Westpac’s move to tap the market for $2.5bn on Monday was aided by JPMorgan, Citi and UBS and was covered by midday, as shares were sold for $25.32 each, a 6.5 per cent discount to the dividend-adjusted closing price on November 1.
It has been a good year for investment bank JPMorgan when it comes to landing roles on major equity raising transactions, with the bank also helping on one of the major equity raisings this year — a move by Dexus Property Group to secure close to $1bn — and various other property equity raising deals during the year.
JPMorgan and Citi are currently two of the strongest performers internationally.
Citi was also on the Dexus raise. Some say the latest move for Westpac to use both banks shows the growing dominance of US-based funding powerhouses on major equity deals, as big companies such as Westpac move to ensure the groups that raise equity for them have balance sheet and credit strength and a strong performance internationally.
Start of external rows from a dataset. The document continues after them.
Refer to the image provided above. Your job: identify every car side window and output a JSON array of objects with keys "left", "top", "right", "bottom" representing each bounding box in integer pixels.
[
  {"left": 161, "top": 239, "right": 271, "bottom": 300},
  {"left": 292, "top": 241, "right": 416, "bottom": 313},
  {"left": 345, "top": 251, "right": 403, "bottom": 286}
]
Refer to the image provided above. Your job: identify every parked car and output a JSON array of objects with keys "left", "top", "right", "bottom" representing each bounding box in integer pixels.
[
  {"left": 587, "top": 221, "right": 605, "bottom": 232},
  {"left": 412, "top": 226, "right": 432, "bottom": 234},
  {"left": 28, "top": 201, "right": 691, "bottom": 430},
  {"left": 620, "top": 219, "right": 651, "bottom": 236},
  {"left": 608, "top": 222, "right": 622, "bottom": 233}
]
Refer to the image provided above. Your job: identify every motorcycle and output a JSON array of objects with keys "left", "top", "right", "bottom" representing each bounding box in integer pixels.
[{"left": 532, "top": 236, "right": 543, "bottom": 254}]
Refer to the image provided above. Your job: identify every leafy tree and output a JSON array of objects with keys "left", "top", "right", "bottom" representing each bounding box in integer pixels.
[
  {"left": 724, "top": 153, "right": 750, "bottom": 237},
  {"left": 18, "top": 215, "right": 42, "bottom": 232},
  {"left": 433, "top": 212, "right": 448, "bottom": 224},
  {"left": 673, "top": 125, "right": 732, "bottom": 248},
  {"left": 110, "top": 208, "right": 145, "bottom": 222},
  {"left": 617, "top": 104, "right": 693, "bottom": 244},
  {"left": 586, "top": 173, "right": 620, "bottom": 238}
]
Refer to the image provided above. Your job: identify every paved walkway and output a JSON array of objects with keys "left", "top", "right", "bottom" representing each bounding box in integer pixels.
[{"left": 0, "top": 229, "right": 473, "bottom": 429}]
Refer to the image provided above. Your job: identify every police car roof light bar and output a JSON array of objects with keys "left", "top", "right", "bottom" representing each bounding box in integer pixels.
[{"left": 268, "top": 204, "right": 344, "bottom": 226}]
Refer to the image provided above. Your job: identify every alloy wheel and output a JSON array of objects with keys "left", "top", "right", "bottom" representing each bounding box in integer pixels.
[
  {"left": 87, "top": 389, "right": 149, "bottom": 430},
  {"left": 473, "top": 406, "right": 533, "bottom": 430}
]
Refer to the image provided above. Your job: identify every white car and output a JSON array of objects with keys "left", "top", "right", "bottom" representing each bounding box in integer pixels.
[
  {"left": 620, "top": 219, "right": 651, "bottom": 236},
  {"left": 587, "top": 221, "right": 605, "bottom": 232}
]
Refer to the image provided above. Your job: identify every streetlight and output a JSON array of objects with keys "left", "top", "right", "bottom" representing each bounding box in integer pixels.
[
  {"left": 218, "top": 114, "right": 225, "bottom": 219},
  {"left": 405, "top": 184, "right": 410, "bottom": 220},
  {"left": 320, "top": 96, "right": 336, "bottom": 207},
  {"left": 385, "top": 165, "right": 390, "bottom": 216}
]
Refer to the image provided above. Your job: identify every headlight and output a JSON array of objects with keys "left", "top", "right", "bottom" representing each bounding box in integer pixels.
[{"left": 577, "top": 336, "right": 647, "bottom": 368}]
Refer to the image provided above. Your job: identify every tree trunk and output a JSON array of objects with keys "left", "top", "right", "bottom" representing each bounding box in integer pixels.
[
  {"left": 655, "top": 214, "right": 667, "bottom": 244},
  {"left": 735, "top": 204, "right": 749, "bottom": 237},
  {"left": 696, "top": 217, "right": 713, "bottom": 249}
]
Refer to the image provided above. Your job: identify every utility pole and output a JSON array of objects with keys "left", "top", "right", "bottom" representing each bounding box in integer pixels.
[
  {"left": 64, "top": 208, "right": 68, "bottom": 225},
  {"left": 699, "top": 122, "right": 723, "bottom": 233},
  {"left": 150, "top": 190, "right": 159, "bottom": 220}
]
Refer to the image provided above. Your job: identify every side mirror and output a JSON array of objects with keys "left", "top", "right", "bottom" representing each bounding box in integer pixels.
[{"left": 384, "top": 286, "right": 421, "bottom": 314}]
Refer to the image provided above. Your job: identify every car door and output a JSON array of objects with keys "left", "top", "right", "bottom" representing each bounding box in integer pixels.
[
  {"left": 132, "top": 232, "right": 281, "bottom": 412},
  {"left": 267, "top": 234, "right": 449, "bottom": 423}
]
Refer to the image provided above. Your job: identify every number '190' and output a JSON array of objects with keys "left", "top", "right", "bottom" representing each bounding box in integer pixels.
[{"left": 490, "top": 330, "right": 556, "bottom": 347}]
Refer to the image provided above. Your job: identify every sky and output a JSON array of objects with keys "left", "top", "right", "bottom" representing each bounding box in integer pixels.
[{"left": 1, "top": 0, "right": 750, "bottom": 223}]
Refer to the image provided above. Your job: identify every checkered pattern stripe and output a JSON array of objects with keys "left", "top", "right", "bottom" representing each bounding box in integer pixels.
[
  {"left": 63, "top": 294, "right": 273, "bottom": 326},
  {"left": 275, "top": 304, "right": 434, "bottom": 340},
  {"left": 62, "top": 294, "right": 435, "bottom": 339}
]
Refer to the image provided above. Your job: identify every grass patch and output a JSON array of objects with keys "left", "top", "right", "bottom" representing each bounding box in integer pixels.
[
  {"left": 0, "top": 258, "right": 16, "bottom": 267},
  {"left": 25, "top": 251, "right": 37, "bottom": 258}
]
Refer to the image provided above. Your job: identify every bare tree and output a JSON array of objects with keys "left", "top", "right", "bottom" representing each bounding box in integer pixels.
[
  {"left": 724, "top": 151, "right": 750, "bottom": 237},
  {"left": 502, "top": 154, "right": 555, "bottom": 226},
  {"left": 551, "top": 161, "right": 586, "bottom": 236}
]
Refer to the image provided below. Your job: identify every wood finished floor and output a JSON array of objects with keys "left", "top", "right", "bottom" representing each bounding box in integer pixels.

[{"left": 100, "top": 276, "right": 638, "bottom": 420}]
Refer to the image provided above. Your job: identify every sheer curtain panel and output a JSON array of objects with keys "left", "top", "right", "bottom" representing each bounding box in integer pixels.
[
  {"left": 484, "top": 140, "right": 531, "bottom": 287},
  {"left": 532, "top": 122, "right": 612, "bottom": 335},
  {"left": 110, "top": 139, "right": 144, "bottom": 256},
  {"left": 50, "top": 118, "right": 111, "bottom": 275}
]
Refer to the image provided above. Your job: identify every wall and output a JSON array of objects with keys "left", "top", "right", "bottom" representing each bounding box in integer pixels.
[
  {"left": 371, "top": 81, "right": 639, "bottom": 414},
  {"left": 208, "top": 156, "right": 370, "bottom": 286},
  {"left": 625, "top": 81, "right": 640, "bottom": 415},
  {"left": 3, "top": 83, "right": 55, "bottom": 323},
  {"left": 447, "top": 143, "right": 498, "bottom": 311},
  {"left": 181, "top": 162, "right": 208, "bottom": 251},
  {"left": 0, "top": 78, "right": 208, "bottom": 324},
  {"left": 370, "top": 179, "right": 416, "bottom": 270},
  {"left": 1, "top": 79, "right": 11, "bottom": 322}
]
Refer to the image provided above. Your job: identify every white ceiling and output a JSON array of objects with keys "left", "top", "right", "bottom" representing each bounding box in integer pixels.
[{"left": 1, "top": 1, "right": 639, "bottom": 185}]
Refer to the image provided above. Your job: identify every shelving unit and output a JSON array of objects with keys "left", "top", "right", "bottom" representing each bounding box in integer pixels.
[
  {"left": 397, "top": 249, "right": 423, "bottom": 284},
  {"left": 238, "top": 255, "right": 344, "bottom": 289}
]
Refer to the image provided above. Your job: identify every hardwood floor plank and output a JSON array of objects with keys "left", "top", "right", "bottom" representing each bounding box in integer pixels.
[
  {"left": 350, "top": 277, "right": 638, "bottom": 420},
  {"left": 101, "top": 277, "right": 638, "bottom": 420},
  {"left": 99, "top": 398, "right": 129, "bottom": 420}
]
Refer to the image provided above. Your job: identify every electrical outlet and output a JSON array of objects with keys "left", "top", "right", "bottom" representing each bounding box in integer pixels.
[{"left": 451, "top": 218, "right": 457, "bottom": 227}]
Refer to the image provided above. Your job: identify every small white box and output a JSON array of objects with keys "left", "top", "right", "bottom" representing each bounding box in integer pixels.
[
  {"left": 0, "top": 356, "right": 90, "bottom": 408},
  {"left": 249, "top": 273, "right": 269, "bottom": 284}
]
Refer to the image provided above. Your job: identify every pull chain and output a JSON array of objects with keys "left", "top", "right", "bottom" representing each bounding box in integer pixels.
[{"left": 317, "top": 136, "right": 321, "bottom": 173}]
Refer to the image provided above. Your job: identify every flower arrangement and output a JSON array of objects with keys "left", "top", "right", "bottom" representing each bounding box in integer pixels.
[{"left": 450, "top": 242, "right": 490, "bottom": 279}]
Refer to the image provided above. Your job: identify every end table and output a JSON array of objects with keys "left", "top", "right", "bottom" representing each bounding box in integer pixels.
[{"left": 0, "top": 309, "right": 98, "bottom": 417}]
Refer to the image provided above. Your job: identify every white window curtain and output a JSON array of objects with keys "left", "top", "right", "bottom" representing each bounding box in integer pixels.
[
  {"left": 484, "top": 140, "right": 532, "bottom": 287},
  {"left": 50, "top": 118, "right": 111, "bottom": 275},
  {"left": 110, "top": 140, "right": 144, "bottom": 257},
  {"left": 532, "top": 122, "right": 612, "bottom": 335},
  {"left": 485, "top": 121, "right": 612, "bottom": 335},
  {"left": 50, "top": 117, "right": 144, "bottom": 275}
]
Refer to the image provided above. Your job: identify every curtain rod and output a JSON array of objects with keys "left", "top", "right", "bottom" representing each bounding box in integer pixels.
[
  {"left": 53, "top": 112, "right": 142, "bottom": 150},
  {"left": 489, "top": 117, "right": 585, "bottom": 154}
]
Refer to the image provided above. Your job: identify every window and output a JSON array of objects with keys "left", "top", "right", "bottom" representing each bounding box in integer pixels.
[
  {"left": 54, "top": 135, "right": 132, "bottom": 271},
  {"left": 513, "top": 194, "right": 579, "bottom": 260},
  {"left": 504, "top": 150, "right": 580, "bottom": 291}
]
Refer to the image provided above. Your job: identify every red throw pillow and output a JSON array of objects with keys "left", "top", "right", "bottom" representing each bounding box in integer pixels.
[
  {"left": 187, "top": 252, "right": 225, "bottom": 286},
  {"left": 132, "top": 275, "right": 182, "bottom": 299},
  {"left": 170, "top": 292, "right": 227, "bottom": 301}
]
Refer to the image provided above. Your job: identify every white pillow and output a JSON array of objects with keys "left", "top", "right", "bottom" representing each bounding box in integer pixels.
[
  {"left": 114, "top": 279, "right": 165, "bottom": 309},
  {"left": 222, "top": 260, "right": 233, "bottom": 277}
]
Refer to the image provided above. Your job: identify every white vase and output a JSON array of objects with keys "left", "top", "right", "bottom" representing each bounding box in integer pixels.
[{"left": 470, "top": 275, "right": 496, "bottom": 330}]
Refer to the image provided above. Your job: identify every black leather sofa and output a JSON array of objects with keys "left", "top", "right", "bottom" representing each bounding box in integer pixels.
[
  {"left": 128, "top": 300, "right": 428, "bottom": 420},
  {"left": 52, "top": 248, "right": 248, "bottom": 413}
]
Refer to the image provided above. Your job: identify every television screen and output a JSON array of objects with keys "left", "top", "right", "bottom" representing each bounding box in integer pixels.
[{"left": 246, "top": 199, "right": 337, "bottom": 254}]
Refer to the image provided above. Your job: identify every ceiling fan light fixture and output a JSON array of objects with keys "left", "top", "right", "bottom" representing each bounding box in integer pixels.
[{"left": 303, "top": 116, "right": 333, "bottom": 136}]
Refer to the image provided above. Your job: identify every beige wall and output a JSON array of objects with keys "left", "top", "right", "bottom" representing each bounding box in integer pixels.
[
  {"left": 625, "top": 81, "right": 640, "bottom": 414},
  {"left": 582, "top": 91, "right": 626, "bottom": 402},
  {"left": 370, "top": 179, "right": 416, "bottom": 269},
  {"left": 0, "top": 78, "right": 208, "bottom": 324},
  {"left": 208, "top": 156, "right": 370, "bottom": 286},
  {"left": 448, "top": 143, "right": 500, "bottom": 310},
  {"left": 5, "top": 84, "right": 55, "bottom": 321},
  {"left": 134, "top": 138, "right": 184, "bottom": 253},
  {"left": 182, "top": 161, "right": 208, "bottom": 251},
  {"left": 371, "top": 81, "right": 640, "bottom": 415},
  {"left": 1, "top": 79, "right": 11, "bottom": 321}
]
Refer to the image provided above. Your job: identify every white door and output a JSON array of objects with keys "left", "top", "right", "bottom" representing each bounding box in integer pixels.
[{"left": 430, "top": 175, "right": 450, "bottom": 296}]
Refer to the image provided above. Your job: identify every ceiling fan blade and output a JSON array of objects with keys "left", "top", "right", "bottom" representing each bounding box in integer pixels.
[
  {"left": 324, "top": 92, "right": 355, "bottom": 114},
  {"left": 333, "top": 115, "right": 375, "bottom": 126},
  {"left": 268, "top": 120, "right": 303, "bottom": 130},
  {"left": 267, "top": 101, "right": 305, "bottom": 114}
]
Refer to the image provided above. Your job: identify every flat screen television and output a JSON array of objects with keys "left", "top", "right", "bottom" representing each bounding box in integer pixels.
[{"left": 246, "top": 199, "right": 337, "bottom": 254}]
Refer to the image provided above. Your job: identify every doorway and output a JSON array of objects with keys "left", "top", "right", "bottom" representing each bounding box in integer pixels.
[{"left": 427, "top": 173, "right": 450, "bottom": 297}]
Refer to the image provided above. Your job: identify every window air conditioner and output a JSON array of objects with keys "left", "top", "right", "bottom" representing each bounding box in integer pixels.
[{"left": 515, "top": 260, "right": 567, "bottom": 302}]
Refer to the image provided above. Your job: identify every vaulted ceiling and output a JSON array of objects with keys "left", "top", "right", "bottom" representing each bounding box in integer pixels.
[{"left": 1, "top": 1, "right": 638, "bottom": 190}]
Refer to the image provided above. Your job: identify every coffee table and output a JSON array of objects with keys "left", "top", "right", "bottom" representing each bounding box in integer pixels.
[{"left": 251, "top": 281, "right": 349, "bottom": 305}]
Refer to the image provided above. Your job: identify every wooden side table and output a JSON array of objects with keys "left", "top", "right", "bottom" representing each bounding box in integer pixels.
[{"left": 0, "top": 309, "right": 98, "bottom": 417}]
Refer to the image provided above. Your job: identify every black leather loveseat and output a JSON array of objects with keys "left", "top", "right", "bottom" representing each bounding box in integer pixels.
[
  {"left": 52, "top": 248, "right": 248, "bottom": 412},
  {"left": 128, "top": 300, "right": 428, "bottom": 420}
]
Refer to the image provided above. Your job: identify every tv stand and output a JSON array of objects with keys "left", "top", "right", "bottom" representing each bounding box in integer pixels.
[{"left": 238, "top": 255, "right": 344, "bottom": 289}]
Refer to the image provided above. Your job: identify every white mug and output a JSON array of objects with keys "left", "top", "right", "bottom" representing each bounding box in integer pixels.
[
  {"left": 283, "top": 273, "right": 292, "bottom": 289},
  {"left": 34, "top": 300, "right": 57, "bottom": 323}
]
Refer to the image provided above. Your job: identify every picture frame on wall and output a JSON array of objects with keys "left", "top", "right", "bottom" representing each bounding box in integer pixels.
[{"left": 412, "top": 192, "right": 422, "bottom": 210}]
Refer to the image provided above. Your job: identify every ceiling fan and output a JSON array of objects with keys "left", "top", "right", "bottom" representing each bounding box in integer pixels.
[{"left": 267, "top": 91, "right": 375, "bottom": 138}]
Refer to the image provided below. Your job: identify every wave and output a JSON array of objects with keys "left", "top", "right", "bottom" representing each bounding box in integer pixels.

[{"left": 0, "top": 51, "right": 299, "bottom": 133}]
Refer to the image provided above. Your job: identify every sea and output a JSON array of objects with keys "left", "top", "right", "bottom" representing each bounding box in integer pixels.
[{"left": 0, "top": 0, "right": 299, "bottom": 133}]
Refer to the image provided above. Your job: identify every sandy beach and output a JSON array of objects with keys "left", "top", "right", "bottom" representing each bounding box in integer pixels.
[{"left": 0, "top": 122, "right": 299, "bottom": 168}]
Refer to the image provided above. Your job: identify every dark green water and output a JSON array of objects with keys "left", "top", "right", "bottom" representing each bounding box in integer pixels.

US investment banks are outstripping others on the global stage, particularly Europe rivals, although UBS dominates locally on the equities scene.
The sense around the market is that NAB and ANZ will both need to raise equity at some stage.
Some expect that NAB will raise this Thursday, although others say that this is not the case and the bank may even wait until newly appointed chief executive Ross McEwan has his feet under the desk in a few weeks.
When NAB moves to tap the market, it is expected that Bank of America and or Morgan Stanley will win the role.
With respect to the Westpac raising, one of the questions being asked on Monday was why the deal was structured by way of a placement, which dilutes existing holders, rather than a rights issue.
The explanation was said to be that the deal was less complicated with such a structure.
Meanwhile, while the reason for Monday’s capital raise revolved around tougher capital requirements in Australia, the real challenge for Australian banks is expected to come with mooted capital requirement changes for Australian banks with their divisions in New Zealand by that nation’s Reserve Bank.
Should the proposals come into force, it is estimated that the cost on Australia’s top four banks would be $10bn collectively, with ANZ likely to be in a position in which it would need to raise between $5bn and $6bn.
However, the more likely expectation is that Australian banks will deal with the New Zealand capital requirement changes through asset sales or by reducing their New Zealand exposure.
The latest equity injection for Westpac and others to come will help boost investment banks’ coffers for their equity capital markets teams in what has been a slow year when it comes to initial public offerings.